We are pleased to see that Rep. Schaefer's bill includes a
requirement for the supply of electricity from new renewable
energy sources such as wind--a proposal that is very similar in
form and intent to the Renewables Portfolio Standard (RPS) that
AWEA has been championing in state utility deregulation
proceedings.
More specifically, Rep. Schaefer's proposed legislation
would require that total electricity generation from several
renewables (biomass, landfill gas, geothermal, solar, and wind)
be 2% of all generation through 2004, 3% from 2005 through 2010,
and 4% thereafter. These levels of supply are to be achieved
through a system of tradeable credits patterned after the
successful system of credits established by the Clean Air Act
Amendments of 1990.
In addition, Rep. Schaefer's bill preserves the Public
Utility Regulatory Policies Act of 1978 (PURPA) until this new
system of support for renewable energy technologies is in place,
and also maintains the sanctity of existing power purchase
contracts under PURPA. Both of these provisions are ones that
AWEA has advocated in proceedings before the Federal Energy
Regulatory Commission (FERC) and Congress.

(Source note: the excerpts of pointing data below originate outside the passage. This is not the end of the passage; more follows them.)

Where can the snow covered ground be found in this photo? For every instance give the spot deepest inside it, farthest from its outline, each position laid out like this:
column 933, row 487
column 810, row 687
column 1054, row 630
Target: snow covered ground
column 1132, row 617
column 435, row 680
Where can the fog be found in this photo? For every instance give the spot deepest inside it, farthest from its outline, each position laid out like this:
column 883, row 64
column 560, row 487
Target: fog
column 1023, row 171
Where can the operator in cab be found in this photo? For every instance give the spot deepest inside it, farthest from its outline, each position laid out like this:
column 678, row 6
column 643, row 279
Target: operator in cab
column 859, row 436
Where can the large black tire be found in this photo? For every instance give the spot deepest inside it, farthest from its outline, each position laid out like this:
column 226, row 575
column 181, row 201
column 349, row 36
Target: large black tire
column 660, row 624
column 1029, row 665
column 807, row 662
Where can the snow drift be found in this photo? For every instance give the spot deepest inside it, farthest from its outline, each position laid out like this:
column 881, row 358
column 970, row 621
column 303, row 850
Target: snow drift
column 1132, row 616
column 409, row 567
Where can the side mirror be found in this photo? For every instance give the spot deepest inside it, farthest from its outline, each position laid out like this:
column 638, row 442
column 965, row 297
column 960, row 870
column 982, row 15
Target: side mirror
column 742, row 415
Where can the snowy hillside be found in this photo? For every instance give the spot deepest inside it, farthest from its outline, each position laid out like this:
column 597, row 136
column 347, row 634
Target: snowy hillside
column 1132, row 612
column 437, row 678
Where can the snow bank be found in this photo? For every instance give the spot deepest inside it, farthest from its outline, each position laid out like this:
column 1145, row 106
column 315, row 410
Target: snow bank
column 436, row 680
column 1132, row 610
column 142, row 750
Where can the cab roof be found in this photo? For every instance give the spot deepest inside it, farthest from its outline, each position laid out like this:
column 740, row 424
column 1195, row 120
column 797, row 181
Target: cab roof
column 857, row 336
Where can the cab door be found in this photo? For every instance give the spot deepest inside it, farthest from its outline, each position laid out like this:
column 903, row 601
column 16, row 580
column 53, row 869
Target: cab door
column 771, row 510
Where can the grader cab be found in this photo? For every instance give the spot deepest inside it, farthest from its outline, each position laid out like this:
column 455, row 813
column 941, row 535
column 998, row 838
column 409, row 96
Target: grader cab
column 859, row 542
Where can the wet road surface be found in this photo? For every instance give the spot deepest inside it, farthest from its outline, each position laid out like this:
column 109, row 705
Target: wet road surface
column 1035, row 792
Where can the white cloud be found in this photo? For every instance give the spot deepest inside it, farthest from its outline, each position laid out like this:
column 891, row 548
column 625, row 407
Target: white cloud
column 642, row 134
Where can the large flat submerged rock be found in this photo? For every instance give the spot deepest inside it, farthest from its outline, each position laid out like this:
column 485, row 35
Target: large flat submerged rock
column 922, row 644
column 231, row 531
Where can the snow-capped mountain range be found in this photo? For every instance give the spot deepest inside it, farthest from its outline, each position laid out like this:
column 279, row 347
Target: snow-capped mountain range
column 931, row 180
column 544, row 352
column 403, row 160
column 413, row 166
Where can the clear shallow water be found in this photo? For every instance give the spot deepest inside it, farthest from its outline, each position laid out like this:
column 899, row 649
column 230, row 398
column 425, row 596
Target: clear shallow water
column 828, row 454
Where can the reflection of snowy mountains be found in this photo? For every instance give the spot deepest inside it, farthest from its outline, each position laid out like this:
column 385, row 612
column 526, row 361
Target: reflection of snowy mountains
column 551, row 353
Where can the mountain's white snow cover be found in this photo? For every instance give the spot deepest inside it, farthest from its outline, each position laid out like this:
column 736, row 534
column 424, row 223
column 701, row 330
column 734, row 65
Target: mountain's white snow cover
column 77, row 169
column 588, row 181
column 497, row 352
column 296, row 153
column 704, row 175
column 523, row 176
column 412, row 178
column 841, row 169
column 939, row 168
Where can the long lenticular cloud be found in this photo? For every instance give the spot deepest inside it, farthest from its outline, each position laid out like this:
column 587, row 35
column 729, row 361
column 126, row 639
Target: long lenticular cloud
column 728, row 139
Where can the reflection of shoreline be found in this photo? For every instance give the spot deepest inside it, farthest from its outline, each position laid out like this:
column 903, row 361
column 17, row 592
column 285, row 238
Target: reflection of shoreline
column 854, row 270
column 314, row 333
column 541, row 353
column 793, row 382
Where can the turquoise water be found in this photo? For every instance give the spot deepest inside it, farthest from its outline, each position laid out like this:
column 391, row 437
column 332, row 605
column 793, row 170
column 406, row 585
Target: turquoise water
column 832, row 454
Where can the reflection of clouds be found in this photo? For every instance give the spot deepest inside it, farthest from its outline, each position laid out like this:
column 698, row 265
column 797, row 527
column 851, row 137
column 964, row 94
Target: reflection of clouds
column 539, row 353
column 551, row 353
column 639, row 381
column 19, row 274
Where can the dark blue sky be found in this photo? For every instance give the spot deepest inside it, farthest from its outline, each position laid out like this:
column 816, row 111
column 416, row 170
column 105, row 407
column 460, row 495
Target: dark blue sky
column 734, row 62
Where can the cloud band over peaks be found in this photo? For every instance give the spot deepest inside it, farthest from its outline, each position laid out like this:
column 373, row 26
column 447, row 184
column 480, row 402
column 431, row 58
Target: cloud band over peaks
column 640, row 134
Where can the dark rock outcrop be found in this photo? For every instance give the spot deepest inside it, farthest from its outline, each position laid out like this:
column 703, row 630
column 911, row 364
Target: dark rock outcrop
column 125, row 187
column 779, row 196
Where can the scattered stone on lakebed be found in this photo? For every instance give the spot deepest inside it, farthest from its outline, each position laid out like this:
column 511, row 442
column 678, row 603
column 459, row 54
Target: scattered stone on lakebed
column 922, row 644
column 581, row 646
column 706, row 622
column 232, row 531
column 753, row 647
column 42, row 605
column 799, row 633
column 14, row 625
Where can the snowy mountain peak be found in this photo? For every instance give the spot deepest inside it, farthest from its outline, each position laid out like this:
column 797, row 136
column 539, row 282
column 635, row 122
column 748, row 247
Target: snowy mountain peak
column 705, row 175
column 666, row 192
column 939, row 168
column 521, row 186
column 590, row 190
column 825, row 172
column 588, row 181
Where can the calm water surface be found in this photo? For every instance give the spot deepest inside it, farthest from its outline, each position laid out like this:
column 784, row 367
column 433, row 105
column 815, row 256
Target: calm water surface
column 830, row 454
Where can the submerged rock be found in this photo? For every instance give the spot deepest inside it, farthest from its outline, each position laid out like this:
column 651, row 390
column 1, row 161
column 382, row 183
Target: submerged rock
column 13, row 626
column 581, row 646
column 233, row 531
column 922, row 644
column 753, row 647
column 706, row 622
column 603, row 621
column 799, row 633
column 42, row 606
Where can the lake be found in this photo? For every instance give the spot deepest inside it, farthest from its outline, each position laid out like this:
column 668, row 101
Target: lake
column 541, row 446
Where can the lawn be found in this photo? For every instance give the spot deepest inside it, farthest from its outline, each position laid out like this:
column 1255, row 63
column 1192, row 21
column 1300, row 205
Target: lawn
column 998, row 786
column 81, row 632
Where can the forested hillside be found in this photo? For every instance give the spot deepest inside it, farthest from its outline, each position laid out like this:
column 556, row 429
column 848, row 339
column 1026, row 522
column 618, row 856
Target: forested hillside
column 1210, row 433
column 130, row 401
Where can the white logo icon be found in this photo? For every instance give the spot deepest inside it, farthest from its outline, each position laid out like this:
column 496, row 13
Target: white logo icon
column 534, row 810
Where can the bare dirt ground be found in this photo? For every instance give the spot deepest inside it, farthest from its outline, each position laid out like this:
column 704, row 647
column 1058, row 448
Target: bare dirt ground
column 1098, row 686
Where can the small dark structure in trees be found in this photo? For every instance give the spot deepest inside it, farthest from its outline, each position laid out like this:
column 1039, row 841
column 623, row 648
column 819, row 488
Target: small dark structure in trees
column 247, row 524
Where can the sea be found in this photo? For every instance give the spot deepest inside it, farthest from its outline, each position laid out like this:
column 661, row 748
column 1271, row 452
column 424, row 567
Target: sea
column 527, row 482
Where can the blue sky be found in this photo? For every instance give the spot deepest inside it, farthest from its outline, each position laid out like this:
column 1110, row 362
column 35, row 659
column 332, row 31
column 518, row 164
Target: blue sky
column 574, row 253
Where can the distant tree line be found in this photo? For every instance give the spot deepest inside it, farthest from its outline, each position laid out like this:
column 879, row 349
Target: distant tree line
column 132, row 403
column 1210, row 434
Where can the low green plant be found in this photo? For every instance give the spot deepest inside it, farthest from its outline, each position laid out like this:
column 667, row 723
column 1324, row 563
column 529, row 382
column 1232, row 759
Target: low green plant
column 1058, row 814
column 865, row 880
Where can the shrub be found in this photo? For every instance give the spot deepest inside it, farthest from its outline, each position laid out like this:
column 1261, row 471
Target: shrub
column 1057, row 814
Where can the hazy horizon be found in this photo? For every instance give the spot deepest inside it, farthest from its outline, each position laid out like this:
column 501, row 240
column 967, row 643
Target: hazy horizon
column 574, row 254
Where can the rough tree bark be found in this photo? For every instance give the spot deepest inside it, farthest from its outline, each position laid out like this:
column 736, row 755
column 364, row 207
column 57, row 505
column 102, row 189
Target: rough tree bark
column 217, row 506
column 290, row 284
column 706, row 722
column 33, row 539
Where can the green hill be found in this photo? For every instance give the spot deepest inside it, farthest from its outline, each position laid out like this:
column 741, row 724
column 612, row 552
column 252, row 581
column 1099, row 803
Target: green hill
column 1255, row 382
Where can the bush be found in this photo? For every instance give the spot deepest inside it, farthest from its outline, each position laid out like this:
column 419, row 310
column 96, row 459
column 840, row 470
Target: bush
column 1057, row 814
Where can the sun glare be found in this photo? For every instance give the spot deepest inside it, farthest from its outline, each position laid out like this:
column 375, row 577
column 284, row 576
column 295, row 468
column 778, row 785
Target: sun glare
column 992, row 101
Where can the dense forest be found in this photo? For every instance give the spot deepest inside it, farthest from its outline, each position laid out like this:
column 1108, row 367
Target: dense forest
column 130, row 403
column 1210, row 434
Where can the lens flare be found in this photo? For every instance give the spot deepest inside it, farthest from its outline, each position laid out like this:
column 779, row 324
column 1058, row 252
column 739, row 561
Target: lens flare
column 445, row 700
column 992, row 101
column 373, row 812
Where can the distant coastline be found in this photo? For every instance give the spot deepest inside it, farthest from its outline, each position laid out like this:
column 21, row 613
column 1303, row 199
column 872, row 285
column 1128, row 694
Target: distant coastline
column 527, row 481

In proposing a competitive market that will preserve the
significant progress already made by renewables from the
potential market disruption of deregulation, Rep. Schaefer has
taken a bold and visionary step toward a clean energy future for
America. Enormous strides have been made toward reducing the
price and improving the productivity of wind electric generating
equipment over the past decade, and it is vital to make sure that
the orderly progress of this technology toward the commercial
marketplace continues.
The adoption of a minimum requirement for renewable energy
generation will do much to help ensure that utility deregulation
does not jeopardize our nation's environment, air quality, and
public health.
AWEA, formed in 1974, is the national trade association of the
U.S. wind energy industry. AWEA's membership of over 800 includes
turbine and component manufacturers, project developers,
utilities, academicians, and interested individuals from 49
states.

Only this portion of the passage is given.